Had an excellent time out at Phoenix Landing - good stew, good cider, wonderful company. The conversation was thick and fast for two hours, and quite entertaining. I got presents, which I was a little embarrassed about - I had asked them not to - but I appreciated the thought behind them.:) Really nice and well-chosen stuff, too. I guess I feel funny because I'm afraid I won't be able to reciprocate as well.

After two hours we began to taper off, we'd said all we wanted to, just before the last invitee joined us. I feel kind of bad that he missed the fun part of the night, but it's not like you can make a person decide to go out and be sociable if they don't want to.

This was H., the same guy who I mentioned before who I was a bit annoyed with for not wanting to give me information. I asked him why he had done that, and he said mainly to annoy me! Sheesh. Well, I guess I do the same thing to him sometimes. If I haven't managed to get any interaction from him for a while, I might poke and prod at him until I can piss him off, just to get an emotional reaction. The making of a brat.

I wimped out on seriously confronting him for a couple of reasons... 1)He's moving away soon and might well drift out of my life anyway. As Eor pointed out, I don't want to push him away even sooner, and make it more likely that I never see him again. 2)I already wrote about how I feel on this subject, here. I'm sure he never reads it, but if he gives a shit about me he might, so he'll get the message and will hopefully decide talk with me about it at that point. 3)Every time I see him I can't feel all that angry with him, I'm just too happy to see him. So I decided to just nag and publicly mock him for being like that. And we went at loggerheads for a while, with me pestering him about the information thing and him refusing to give any - basically both of us saying "this is how I am and screw you if you can't accept me". We're way too much alike sometimes. And then later, when we were at ManRay (alternative/fetish dance-club in Cambridge), he danced right body-to-body with me. Only for a minute, but this is something he never has done (except for like 2 seconds about 4 years ago), so I don't know what the hell that means. But it was nice.:)

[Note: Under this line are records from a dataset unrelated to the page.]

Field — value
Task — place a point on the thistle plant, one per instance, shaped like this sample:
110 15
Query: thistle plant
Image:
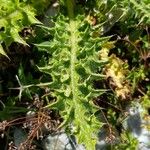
74 66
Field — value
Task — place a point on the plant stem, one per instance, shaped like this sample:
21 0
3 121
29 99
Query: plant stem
70 7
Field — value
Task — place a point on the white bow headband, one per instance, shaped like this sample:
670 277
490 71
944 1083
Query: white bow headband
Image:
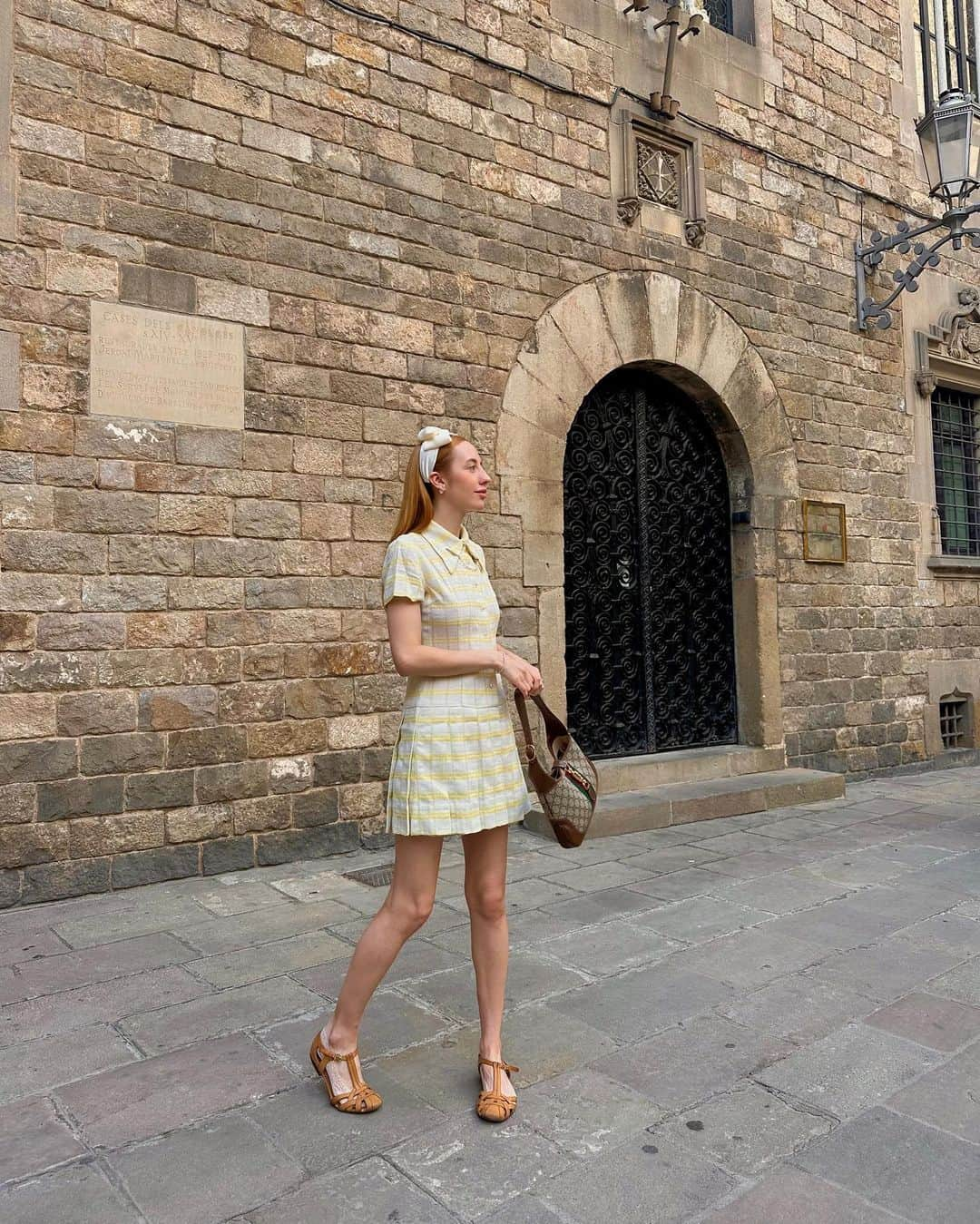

Let's see, what else... Scoped lots of girls and couldn't get up the courage to chat up any of them, as usual. But the eye-candy was nice. Met a couple other friends from where I used to work. Lots of hugs and kisses from everyone, which was very nice.

Bit by bit, I think I'm getting more comfortable (again) with myself as a sexual and affectionate person.:) I have always been a little fucked up about sexuality and affection. I like my sex, but didn't want to even hint about sex to anyone who I was not involved with. Mixed up with that, I convinced myself that I had some kind of problem with drawing a line between affectionate behavior and sexual behavior. And then I had a long relationship with someone who was really very messed up about sex and affection, so that set me back a bit. Now, after 9 years with Eor, who's pretty damn smart about this stuff and emotionally stable (not perfect, but nobody is - at least he KNOWS his sore spots and is realistic about them) and I'm finally getting myself a bit sorted out, and I can flirt and accept affectionate gestures from people a bit more easily. On some things there's still a ways to go, though.